Redact XML dataΒΆ

To redact sensitive information from XML, pass the XML document string to the redact_xml method.

Similar to other SDK functions that modify data, redact_xml allows you to configure how to treat different entity types.

To learn more about the common parameters:

  • generator_default

  • generator_config

  • label_allow_lists

  • label_block_lists

go to Choosing tokenization or synthesis.

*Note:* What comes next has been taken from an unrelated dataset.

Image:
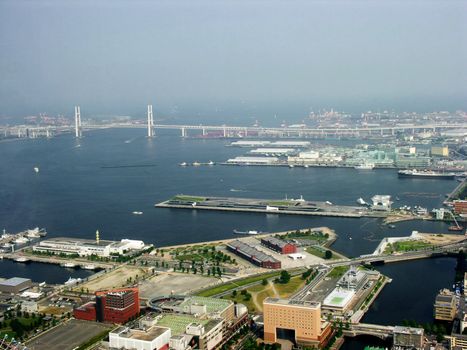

from tonic_textual.redact_api import TextualNer
import json

textual = TextualNer()

xml_string = '''<?xml version="1.0" encoding="UTF-8"?>
<!-- This XML document contains sample PII with namespaces and attributes -->
<PersonInfo xmlns="http://www.example.com/default" xmlns:xsi="http://www.w3.org/2001/XMLSchema-instance" xmlns:contact="http://www.example.com/contact">
    <!-- Personal Information with an attribute containing PII -->
    <Name preferred="true" contact:userID="john.doe123">
        <FirstName>John</FirstName>
        <LastName>Doe</LastName>He was born in 1980.</Name>

    <contact:Details>
        <!-- Email stored in an attribute for demonstration -->
        <contact:Email address="john.doe@example.com"/>
        <contact:Phone type="mobile" number="555-6789"/>
    </contact:Details>

    <!-- SSN stored as an attribute -->
    <SSN value="987-65-4321" xsi:nil="false"/>
    <data>his name was John Doe</data>
</PersonInfo>'''

xml_redaction = textual.redact_xml(xml_string)

The response includes entity level information, including the XPATH where the sensitive entity is found.

The start and end positions are relative to the beginning of thhe XPATH location where the entity is found.